In this case, we recommend using a symlink script. You can reach them through this example application: 🔗 Angular Sample Path Reference

These scripts help you share dependencies from the main Angular app to local library projects via symlinks:

  • symlink-config.ps1 centralizes which library directories to touch (e.g., ../../modules/Volo.Abp.Identity/angular/projects/identity) and which packages to link (e.g., @angular, @abp, rxjs)
  • setup-symlinks.ps1 reads that config and, for each library, creates a node_modules folder if needed and symlinks only the listed packages from the node_modules of the app to avoid duplicate installs
  • remove-symlinks.ps1 cleans up by deleting those library node_modules directories so they can use their own local deps again
  • In angular/package.json, the symlinks:setup and symlinks:remove npm scripts simply run those two PowerShell scripts so you can execute them conveniently with your package manager.

Best Practices and Recommendations

As we have explained each way of path mapping, this part of the article aims to summarize the best practices. Here are the points you need to consider:

  • Prefer workspace references for large projects and mono-repos.
  • Use TypeScript path aliases only for local development convenience.
  • Strictly avoid referencing node_modules directly; let the Angular builder manage package resolution.
  • Maintain consistent library structures with clear package.json exports for reusable libraries.
  • Automate symlink creation/removal if needed to reduce manual errors.

Here is the list of common pitfalls and how you could troubleshoot them:

  • DI errors after path configurations for typescript config: Ensure that only one copy of each library is resolved. Avoid duplicate modules by checking node_modules and symlinks.
  • IDE not recognizing aliases: Confirm that tsconfig.json or tsconfig.base.json includes the correct paths configuration and that your IDE is using the correct tsconfig.
  • Build errors with old paths: Migrate paths pointing to node_modules to either workspace references or local library paths.
  • Symlink issues in CI/CD: Use automated scripts to create/remove symlinks consistently; do not rely on manual linking.
  • Module resolution conflicts: Check library dependencies for mismatched versions and align them using a package manager workspace strategy.

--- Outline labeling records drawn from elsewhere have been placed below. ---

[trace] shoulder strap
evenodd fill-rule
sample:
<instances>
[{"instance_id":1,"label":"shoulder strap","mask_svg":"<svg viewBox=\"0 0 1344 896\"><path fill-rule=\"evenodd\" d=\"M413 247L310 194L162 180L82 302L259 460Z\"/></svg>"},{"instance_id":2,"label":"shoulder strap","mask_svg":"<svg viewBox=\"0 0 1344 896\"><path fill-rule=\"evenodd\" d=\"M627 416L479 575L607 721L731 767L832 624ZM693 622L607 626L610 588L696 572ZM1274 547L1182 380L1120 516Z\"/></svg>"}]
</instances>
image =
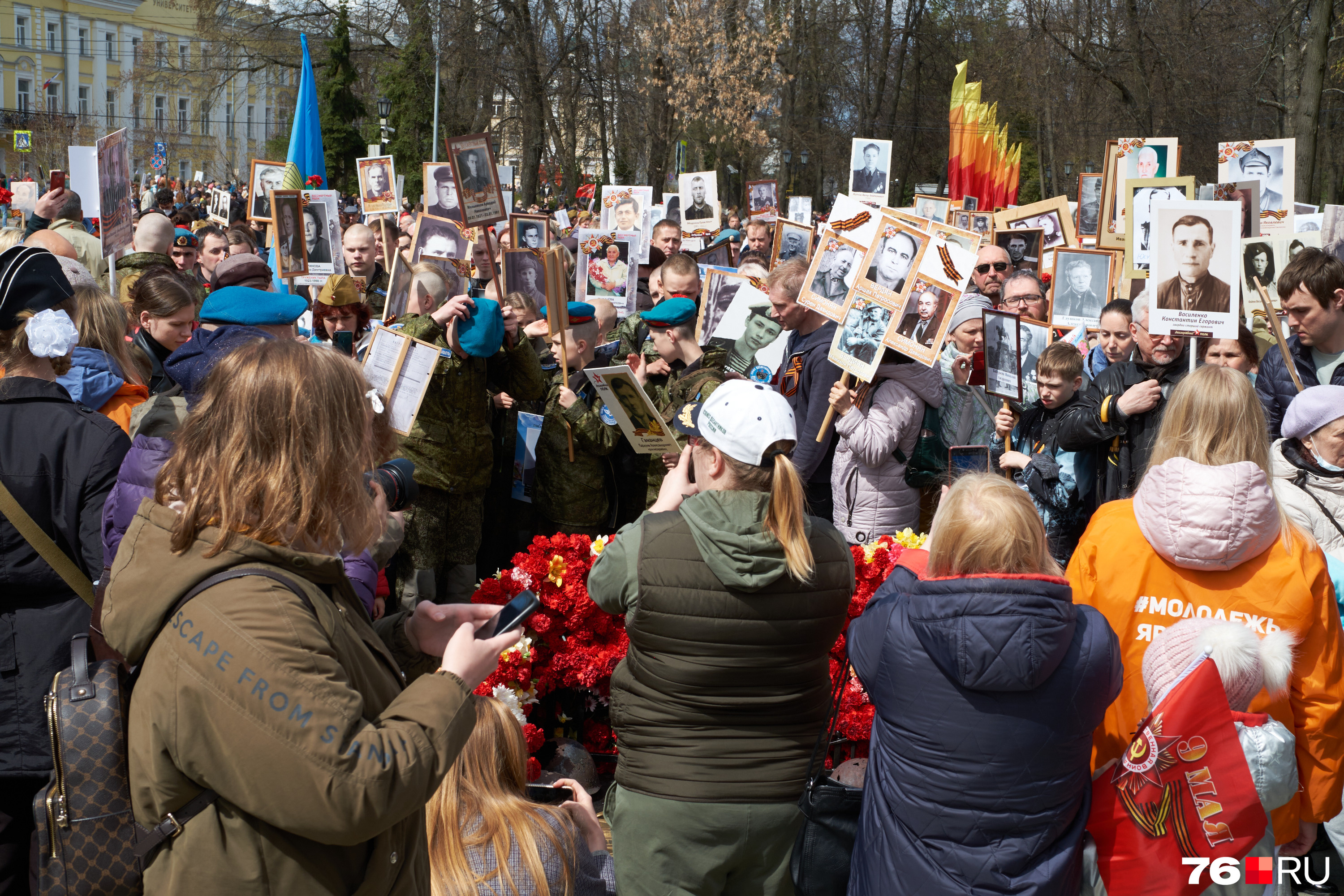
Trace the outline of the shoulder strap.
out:
<instances>
[{"instance_id":1,"label":"shoulder strap","mask_svg":"<svg viewBox=\"0 0 1344 896\"><path fill-rule=\"evenodd\" d=\"M172 619L179 610L187 606L187 602L190 602L192 598L199 595L206 588L211 588L219 584L220 582L228 582L230 579L241 579L245 575L259 575L281 583L282 586L293 591L296 595L298 595L298 599L304 602L304 606L308 607L309 613L316 613L312 599L306 594L304 594L304 590L300 588L297 584L294 584L294 582L289 576L280 575L278 572L271 572L270 570L238 567L234 570L228 570L226 572L216 572L215 575L210 576L208 579L204 579L195 588L184 594L181 599L173 604L172 610L168 611L168 615L164 617L163 622L159 626L159 630L163 631L163 627L168 625L168 619ZM218 798L219 794L216 794L214 790L202 790L199 794L188 799L185 805L183 805L180 809L168 813L161 822L159 822L157 825L155 825L137 838L134 850L136 858L142 860L165 840L171 840L177 834L180 834L183 825L185 825L188 821L199 815L202 810L206 809L206 806L215 802L215 799Z\"/></svg>"},{"instance_id":2,"label":"shoulder strap","mask_svg":"<svg viewBox=\"0 0 1344 896\"><path fill-rule=\"evenodd\" d=\"M51 536L42 531L42 527L34 521L28 512L24 510L19 501L9 494L9 489L5 488L4 482L0 482L0 513L4 514L13 528L19 529L19 535L28 543L28 545L38 552L43 560L47 562L60 580L70 586L70 590L83 598L83 602L90 607L93 606L93 582L89 580L75 562L71 560L65 551L56 547L56 543L51 540Z\"/></svg>"}]
</instances>

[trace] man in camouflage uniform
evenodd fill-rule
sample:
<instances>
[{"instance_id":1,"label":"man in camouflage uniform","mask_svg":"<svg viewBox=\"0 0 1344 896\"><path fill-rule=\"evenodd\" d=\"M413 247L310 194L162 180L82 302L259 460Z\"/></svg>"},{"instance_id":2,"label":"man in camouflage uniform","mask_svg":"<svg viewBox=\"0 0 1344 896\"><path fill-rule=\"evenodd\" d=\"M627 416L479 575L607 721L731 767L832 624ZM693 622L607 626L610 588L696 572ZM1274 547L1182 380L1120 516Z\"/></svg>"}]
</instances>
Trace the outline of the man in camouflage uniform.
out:
<instances>
[{"instance_id":1,"label":"man in camouflage uniform","mask_svg":"<svg viewBox=\"0 0 1344 896\"><path fill-rule=\"evenodd\" d=\"M720 347L702 349L695 343L695 302L689 298L675 297L660 302L652 310L644 313L644 322L649 328L649 345L653 345L660 357L668 361L672 372L664 383L655 384L652 377L641 377L636 369L636 379L644 382L644 391L653 400L653 407L659 408L663 420L668 424L668 431L676 435L677 445L685 447L685 437L675 426L672 418L681 407L689 402L703 402L726 377L724 363L728 352ZM646 363L640 365L646 367ZM645 382L645 379L648 382ZM653 506L663 488L663 478L667 476L667 462L676 462L676 455L649 455L648 497L645 508Z\"/></svg>"},{"instance_id":2,"label":"man in camouflage uniform","mask_svg":"<svg viewBox=\"0 0 1344 896\"><path fill-rule=\"evenodd\" d=\"M570 372L566 377L566 371L556 367L551 376L536 442L536 509L542 516L538 533L610 535L618 510L610 454L625 435L583 372L593 365L597 341L593 306L570 302L569 310L570 328L554 336L552 353L560 357L563 339Z\"/></svg>"},{"instance_id":3,"label":"man in camouflage uniform","mask_svg":"<svg viewBox=\"0 0 1344 896\"><path fill-rule=\"evenodd\" d=\"M351 228L353 230L353 228ZM477 308L480 306L480 308ZM450 321L472 320L457 337ZM492 336L492 322L503 321ZM546 388L531 344L517 333L512 308L457 296L429 314L407 314L395 329L439 347L439 360L401 457L415 463L421 486L406 510L406 541L394 562L402 602L470 600L481 547L493 434L487 382L521 399ZM452 332L449 332L452 330Z\"/></svg>"}]
</instances>

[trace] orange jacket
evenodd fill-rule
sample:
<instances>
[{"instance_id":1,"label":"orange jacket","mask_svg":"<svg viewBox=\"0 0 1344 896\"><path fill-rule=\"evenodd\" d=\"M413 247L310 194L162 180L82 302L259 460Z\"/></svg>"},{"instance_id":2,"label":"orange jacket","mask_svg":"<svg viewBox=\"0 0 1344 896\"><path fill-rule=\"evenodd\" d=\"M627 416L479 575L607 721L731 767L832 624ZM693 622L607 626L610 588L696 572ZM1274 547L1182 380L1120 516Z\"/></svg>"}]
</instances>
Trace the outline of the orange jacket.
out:
<instances>
[{"instance_id":1,"label":"orange jacket","mask_svg":"<svg viewBox=\"0 0 1344 896\"><path fill-rule=\"evenodd\" d=\"M130 412L136 410L136 406L148 400L148 387L122 383L121 388L98 408L98 412L125 430L126 435L130 435Z\"/></svg>"},{"instance_id":2,"label":"orange jacket","mask_svg":"<svg viewBox=\"0 0 1344 896\"><path fill-rule=\"evenodd\" d=\"M1236 510L1223 504L1219 512ZM1120 697L1093 735L1094 770L1125 751L1148 715L1142 664L1153 635L1188 617L1227 618L1259 633L1277 627L1298 635L1288 695L1270 700L1262 690L1250 707L1267 712L1297 737L1301 790L1274 810L1275 841L1294 840L1298 819L1322 822L1340 813L1344 631L1325 555L1314 543L1298 539L1289 553L1275 539L1231 570L1181 568L1145 539L1133 500L1111 501L1093 514L1068 563L1068 582L1074 600L1101 610L1120 635L1125 666Z\"/></svg>"}]
</instances>

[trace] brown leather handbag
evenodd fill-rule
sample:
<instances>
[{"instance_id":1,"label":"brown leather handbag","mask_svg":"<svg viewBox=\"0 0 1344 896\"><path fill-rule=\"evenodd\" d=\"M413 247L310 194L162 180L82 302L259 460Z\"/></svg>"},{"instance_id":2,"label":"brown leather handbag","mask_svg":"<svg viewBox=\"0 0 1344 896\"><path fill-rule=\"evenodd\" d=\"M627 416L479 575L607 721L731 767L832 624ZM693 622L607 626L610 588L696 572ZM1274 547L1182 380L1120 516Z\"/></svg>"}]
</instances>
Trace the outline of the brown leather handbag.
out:
<instances>
[{"instance_id":1,"label":"brown leather handbag","mask_svg":"<svg viewBox=\"0 0 1344 896\"><path fill-rule=\"evenodd\" d=\"M245 575L274 579L313 609L308 595L285 576L235 568L188 591L164 623L206 588ZM180 834L183 825L219 795L202 790L149 829L136 822L126 768L126 713L134 680L120 660L90 664L89 635L78 634L70 639L70 668L56 674L43 697L52 772L32 801L42 896L142 893L145 857Z\"/></svg>"}]
</instances>

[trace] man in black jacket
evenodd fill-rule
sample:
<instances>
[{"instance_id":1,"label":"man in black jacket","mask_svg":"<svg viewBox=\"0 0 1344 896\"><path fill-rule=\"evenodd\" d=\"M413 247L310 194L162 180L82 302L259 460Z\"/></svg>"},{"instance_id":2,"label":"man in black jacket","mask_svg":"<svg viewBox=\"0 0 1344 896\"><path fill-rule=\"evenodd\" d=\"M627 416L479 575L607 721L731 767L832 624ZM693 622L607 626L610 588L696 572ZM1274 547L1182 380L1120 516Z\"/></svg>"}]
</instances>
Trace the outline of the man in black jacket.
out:
<instances>
[{"instance_id":1,"label":"man in black jacket","mask_svg":"<svg viewBox=\"0 0 1344 896\"><path fill-rule=\"evenodd\" d=\"M1293 336L1288 353L1302 388L1321 384L1344 386L1344 262L1318 249L1304 249L1278 275L1278 300L1288 314ZM1255 375L1255 392L1269 437L1279 438L1279 423L1289 402L1297 395L1284 356L1271 348Z\"/></svg>"},{"instance_id":2,"label":"man in black jacket","mask_svg":"<svg viewBox=\"0 0 1344 896\"><path fill-rule=\"evenodd\" d=\"M1150 293L1133 304L1136 356L1117 361L1093 380L1059 420L1059 447L1098 449L1097 502L1128 498L1148 469L1157 429L1172 390L1189 372L1185 340L1148 332Z\"/></svg>"},{"instance_id":3,"label":"man in black jacket","mask_svg":"<svg viewBox=\"0 0 1344 896\"><path fill-rule=\"evenodd\" d=\"M798 427L793 466L808 492L812 516L829 523L833 509L831 461L836 453L836 434L832 429L817 442L817 433L831 407L831 387L840 382L841 369L827 359L836 334L836 322L798 305L798 293L806 277L808 263L794 258L770 271L766 283L770 289L770 305L774 306L771 317L790 330L777 383L780 394L793 408L793 419Z\"/></svg>"}]
</instances>

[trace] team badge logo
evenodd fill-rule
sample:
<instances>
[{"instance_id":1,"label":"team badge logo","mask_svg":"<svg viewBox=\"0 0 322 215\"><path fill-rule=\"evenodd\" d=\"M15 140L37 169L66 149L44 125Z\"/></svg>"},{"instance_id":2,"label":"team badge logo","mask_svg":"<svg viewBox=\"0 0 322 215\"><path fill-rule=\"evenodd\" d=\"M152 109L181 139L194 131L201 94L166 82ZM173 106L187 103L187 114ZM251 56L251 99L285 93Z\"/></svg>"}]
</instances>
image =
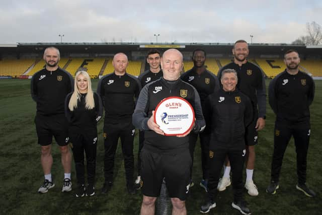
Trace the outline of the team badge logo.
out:
<instances>
[{"instance_id":1,"label":"team badge logo","mask_svg":"<svg viewBox=\"0 0 322 215\"><path fill-rule=\"evenodd\" d=\"M182 98L187 97L188 95L188 90L180 90L180 96Z\"/></svg>"},{"instance_id":2,"label":"team badge logo","mask_svg":"<svg viewBox=\"0 0 322 215\"><path fill-rule=\"evenodd\" d=\"M301 79L301 84L302 84L302 85L303 85L303 86L306 85L306 80Z\"/></svg>"}]
</instances>

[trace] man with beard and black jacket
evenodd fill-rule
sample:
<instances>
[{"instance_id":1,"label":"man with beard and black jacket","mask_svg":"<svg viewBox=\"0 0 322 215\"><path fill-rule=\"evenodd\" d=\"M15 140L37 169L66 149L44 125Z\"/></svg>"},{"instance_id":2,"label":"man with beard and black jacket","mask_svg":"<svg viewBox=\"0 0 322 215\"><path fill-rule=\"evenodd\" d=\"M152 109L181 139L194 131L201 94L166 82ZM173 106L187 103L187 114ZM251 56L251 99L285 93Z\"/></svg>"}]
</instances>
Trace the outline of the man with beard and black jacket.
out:
<instances>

As Angular’s build system continues to mature, developers are encouraged to move away from outdated path configurations and manual symlink setups. By embracing workspace references, consistent library exports, and TypeScript path mapping, teams can build scalable, maintainable applications without wrestling with complex import paths or dependency conflicts. With the right configuration, local development becomes faster, cleaner, and far more reliable.